This Prosthetic Arm Can Be Controlled With the Mind

Johns Hopkins University
Johns Hopkins University / Johns Hopkins University

A new kind of prosthetic limb is revolutionizing the way amputees can move. Researchers at Johns Hopkins University’s Applied Physics Laboratory and the Canadian robotics company ThalmicLabs have developed a non-invasive arm prosthetic that can be controlled with the mind. 

The Modular Prosthetic Arm works in conjunction with two Myo armbands—a $200 wearable tech originally designed for gesture-based computer and video game control. The wireless bands record electric activity in the muscles of the arm so the user can move the prosthetic naturally, picking up objects or moving his fingers just as he would a real limb. The electromyography signals from the muscles are sent wirelessly to a computer, where they’re processed and then sent back to the prosthetic to tell it what joints to operate. 
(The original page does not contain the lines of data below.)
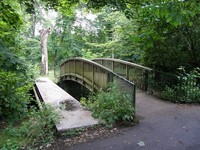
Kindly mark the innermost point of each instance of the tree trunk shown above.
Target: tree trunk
(44, 35)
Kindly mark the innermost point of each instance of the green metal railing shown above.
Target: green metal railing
(168, 86)
(94, 76)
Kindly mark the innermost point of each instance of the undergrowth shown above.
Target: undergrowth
(111, 106)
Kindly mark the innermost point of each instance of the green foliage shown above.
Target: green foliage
(187, 90)
(37, 129)
(112, 106)
(14, 89)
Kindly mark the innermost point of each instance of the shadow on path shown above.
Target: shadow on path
(163, 126)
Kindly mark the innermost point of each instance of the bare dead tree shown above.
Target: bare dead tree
(44, 35)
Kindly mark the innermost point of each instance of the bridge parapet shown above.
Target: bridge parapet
(94, 76)
(132, 72)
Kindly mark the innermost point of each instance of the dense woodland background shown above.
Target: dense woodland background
(161, 34)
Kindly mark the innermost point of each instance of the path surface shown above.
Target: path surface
(163, 126)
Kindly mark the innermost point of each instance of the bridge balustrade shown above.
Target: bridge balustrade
(94, 76)
(133, 72)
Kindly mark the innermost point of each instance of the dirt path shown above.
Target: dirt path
(163, 126)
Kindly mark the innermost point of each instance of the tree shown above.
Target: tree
(44, 35)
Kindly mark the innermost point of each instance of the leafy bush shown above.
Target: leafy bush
(35, 130)
(14, 94)
(111, 107)
(187, 90)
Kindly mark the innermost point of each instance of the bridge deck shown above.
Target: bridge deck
(72, 114)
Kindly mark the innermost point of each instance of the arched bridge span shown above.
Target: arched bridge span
(94, 76)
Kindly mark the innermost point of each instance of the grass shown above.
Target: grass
(9, 141)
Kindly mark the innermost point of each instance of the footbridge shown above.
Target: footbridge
(94, 76)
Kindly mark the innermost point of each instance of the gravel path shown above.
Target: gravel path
(163, 126)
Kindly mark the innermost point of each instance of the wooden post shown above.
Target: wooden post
(44, 35)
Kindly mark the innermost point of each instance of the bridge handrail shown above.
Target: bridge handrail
(97, 76)
(123, 62)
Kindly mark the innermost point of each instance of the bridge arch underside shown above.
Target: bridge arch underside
(77, 86)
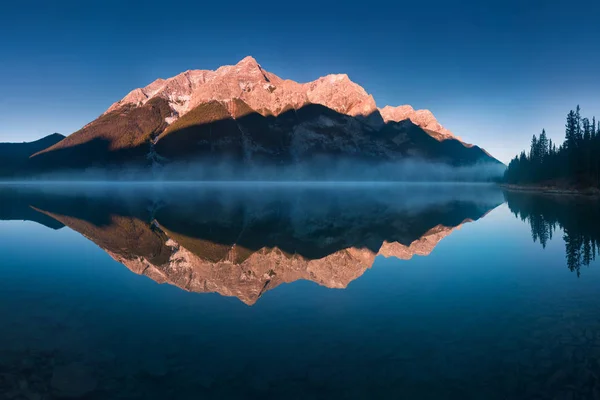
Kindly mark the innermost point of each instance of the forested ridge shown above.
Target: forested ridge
(574, 163)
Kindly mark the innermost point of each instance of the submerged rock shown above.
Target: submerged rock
(73, 380)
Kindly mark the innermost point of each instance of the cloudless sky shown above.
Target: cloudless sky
(493, 72)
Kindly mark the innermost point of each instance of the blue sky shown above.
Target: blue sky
(493, 72)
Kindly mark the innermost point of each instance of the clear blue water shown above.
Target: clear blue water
(263, 291)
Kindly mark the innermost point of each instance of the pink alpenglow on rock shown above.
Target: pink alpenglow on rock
(269, 94)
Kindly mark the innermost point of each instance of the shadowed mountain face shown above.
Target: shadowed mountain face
(14, 157)
(244, 242)
(243, 115)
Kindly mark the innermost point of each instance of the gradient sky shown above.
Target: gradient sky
(493, 72)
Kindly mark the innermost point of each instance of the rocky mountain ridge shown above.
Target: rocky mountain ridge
(271, 95)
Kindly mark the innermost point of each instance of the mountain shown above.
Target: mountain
(14, 157)
(248, 116)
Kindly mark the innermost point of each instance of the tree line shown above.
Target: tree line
(576, 217)
(575, 162)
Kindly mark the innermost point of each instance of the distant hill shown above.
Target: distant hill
(14, 157)
(245, 116)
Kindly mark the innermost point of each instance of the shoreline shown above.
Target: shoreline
(553, 190)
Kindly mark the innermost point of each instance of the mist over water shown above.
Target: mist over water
(320, 169)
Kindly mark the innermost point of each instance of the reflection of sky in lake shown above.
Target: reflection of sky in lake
(488, 314)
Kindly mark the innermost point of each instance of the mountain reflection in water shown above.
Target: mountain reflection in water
(245, 241)
(576, 216)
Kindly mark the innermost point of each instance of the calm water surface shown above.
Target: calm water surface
(275, 291)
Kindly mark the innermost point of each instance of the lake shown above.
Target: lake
(297, 291)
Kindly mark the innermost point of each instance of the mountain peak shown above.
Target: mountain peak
(248, 60)
(268, 94)
(423, 118)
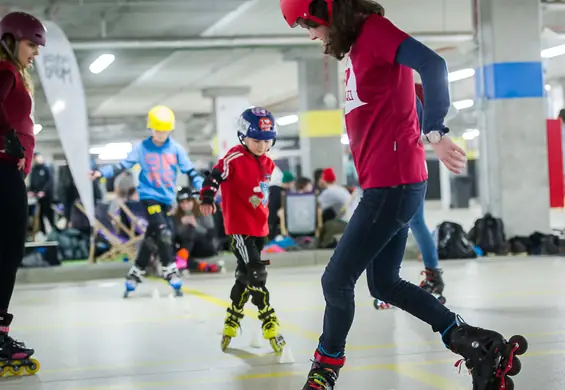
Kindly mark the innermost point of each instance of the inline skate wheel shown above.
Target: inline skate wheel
(508, 384)
(380, 305)
(33, 367)
(15, 368)
(520, 342)
(226, 340)
(516, 367)
(277, 343)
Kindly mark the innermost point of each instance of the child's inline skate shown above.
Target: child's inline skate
(324, 371)
(433, 283)
(15, 357)
(171, 274)
(489, 357)
(272, 329)
(133, 278)
(232, 324)
(381, 305)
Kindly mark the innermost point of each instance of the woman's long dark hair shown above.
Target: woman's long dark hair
(347, 21)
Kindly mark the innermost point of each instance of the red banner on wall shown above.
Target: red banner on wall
(555, 163)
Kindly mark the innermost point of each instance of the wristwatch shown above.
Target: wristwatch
(433, 137)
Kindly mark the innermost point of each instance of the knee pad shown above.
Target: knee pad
(165, 236)
(150, 243)
(241, 277)
(257, 273)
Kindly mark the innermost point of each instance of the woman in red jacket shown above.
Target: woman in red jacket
(21, 35)
(387, 148)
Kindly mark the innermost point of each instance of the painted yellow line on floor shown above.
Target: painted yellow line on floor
(409, 369)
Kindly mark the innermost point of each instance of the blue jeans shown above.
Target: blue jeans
(375, 240)
(424, 239)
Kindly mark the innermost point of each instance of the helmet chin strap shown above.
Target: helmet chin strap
(13, 55)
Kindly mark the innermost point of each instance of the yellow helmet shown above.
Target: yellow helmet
(161, 118)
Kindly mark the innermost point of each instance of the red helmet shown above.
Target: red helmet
(300, 9)
(23, 26)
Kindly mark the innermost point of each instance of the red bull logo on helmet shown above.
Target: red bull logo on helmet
(265, 124)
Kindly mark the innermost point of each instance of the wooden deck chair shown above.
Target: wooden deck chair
(103, 227)
(34, 218)
(301, 215)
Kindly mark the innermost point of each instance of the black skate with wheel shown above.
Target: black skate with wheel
(489, 357)
(433, 283)
(324, 372)
(15, 357)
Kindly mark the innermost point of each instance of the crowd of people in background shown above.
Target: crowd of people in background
(53, 215)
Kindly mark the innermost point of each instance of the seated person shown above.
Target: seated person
(334, 198)
(195, 235)
(304, 185)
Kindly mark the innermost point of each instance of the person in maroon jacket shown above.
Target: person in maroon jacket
(21, 35)
(244, 174)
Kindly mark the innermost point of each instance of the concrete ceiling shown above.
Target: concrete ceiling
(168, 51)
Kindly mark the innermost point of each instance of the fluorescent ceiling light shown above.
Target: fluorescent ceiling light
(470, 134)
(58, 107)
(287, 120)
(553, 51)
(462, 104)
(112, 151)
(101, 63)
(461, 74)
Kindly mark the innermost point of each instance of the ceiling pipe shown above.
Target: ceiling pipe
(205, 43)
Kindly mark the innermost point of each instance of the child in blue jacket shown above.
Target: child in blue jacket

In spring 2015, California researchers were able to program a robotic arm so that a paralyzed man could control it with his mind, allowing him to drink a beer unaided. However, that process required implanting electrodes in the patient’s brain. A Myo-controlled prosthetic doesn’t require anything more than strapping on an armband. 

The patient in the video above, Johnny Matheny, does have his prosthetic surgically attached to his upper arm. Attached to the bone in his arm, this implanted socket eliminates some of the discomfort of wearing a fake limb (like sweating and chafing) and gives him a much wider range of motion, allowing him to reach above his head and behind his back. With this Myo-enabled prosthetic, he’s able to control individual fingers, grasp objects, and move his wrist, simply by moving the muscles in the remaining part of his arm.

"The APL arm is the most unique arm I've ever worn," Matheny says in the video. "It has the ability to do anything that your natural hand, wrist, elbow, shoulder can do."

The system isn’t quite ready for everyday use—Matheny only uses it in the lab right now—but the researchers hope to make it more broadly available at some point in the future.